About Alluxio
One of the technologies born from the big data revolution is Alluxio, created by Haoyuan “HY” Li, one of the BigDATAwire People to Watch for 2024. Alluxio is a virtual distributed file system designed to be used with frameworks like Apache Hadoop and Apache Spark.
Li founded a company called Alluxio, where he serves as chairman and CEO. BigDATAwire recently caught up with Li to talk about his work.
Inspiration
BigDATAwire: You created Alluxio while working in the AMPLab at UC Berkeley. What was the source of the inspiration for the project?
HY Li: When I was doing research at Google during my undergraduate time, I saw the power of data as the foundation of many aspects of our world in the future. With that belief, I was very fortunate to have the opportunity to pursue my Ph.D. at Berkeley AMPLab under the tutelage of Professor Ion Stoica and Professor Scott Shenkar.
At the time, there was an explosion in innovation at the compute layer and storage layer, which created a unique problem associated with data orchestration (including data access, management, etc). While the introduction of new technologies enabled many new applications, every new storage system became yet another data silo. The rise of cloud storage only exacerbated these challenges.
What is Missing from the Big Data Stack Today?
BigDATAwire: What is missing from the big data stack today?
Li: Companies are racing to leverage AI and machine learning in their businesses, and what they are realizing is that machine learning applications create a new set of challenges for their data platforms. Traditional data infrastructures often struggle to cope with these demands, leading to cost inefficiencies, slower innovation, and complex data engineering.
With the rise of machine learning workloads such as computer vision and LLMs, the need for a high-performance data layer that serves all critical data-driven applications is even greater. Alluxio provides an efficient offline model training cache capable of serving datasets of any size directly to training nodes without impacting the training performance.
Relationship Between Distributed File Systems and Streaming Data Platforms
BigDATAwire: You had a role in developing Spark Streaming. What’s the relationship between distributed file systems and streaming data platforms?

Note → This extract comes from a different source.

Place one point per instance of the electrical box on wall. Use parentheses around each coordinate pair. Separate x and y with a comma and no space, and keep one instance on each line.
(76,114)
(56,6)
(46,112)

Li: We see streaming data applications as a type of data-driven application that the data platform such as Alluxio serves.
Outside Interests
BigDATAwire: Outside of the professional sphere, what can you share about yourself that your colleagues might be surprised to learn – any unique hobbies or stories?
Li: Outside of work, I enjoy exploring the great outdoors through hiking and scuba diving. I love what I do, but it can be difficult to find the space to step back and appreciate the world. I’ve found scuba diving to be the perfect activity as it requires focus to ensure safety, which allows me to be fully present and appreciate the wonders of the sea world.
I also have a keen interest in world history and cultural exchange. I enjoy learning about different cultures and traditions from around the world. This curiosity has led me to travel extensively and engage with people from diverse backgrounds, enriching my understanding of the world and fostering meaningful connections.
Conclusion
Alluxio is a innovative solution that bridges the gap between compute and storage, providing high-performance data access for all data-driven workloads. With its ability to serve datasets of any size directly to training nodes without impacting the training performance, Alluxio accelerates model updates from experimentation to production, facilitating a better user experience and deeper user engagement.
Frequently Asked Questions
Q: What inspired Haoyuan “HY” Li to create Alluxio?
A: Li was inspired by the power of data and the need for a new type of data platform that could bridge the gap between compute and storage.
Q: What is the relationship between Alluxio and big data?
A: Alluxio is a virtual distributed file system designed to be used with big data frameworks like Apache Hadoop and Apache Spark.
Q: What is Alluxio used for?
A: Alluxio is used for high-performance data access, model training, and offline model training cache, which enables data teams to achieve magnitudes higher training performance without the need for costly specialized storage.